Des citoyens ont également évoqué la nécessité d’installer une balise sur cet animal, afin de suivre ses déplacements. « Il existe des risques importants pour l’animal si on utilise une telle balise sous-cutanée, puisqu’il n’a pas les anticorps pour combattre les pathogènes en eau douce. Qui plus est, l’animal fait l’objet d’une surveillance continue. Quelle que soit sa position, elle nous sera signalée rapidement », précise Robert Michaud.
Pour le moment, il souligne que le principal risque est une collision avec un navire, ou encore avec une embarcation de plaisanciers. « Et les risques sont partagés. Si une moto marine passe près de la baleine, alors qu’elle se repose, il est impossible de prévoir sa réaction. » Lundi et mardi, Le Devoir a d’ailleurs été témoin d’au moins sept situations où des bateaux sont passés directement et à pleine vitesse dans la zone restreinte où se trouvait la baleine, malgré la réglementation fédérale, qui oblige à garder une distance minimale de 100 mètres d’un mammifère marin. Ce type de situation peut entraîner des blessures mortelles pour un cétacé.
La circulation des plaisanciers fait pourtant l’objet d’une surveillance, assurent les autorités.
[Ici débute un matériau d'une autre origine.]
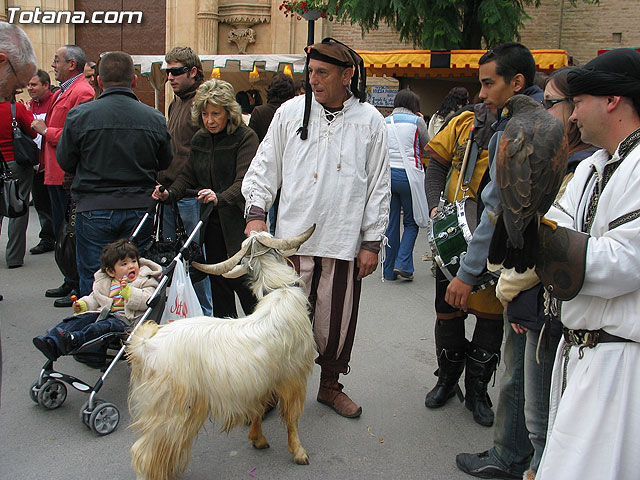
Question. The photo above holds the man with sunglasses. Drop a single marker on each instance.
(185, 74)
(68, 65)
(594, 425)
(507, 70)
Et le Vieux-Port a précisé que la marina ne sera pas ouverte avant le 19 juin. « Nous collaborerons avec les organismes impliqués si jamais la baleine se trouvait toujours dans les parages à ce moment-là », a indiqué un porte-parole.
Sauts mystérieux
Au-delà des risques réels pour la survie de l’animal à court et à moyen terme, cette baleine suscite de plus en plus d’intérêt, surtout depuis que les images de ses sauts spectaculaires hors de l’eau ont été diffusées. Samedi, dimanche et lundi, cette baleine à bosse âgée de deux ou trois ans a multiplié les sauts en début de soirée.
Comment expliquer ce comportement ? « Il existe plusieurs fonctions possibles, mais dans le cas précis de cet animal, je ne crois pas qu’il y ait une explication précise. Même pour les animaux qui vivent librement, dans leur milieu naturel, il n’existe pas d’explication unique pour ces sauts », résume M. Michaud. Les sauts peuvent être utilisés notamment pour la communication avec les autres baleines, pour exprimer un stress ou de l’agressivité, mais aussi pour jouer, ce qui expliquerait que ce sont des comportements plus fréquents chez les jeunes. »
Il est par ailleurs « possible » que la baleine à bosse puisse s’alimenter dans le tronçon fluvial, où on ne retrouve pas les proies, comme le hareng ou le capelan. Dans le cas contraire, on risque de voir « une détérioration de sa condition physique. On ne parle pas de jours, mais bien de semaines », fait-il valoir.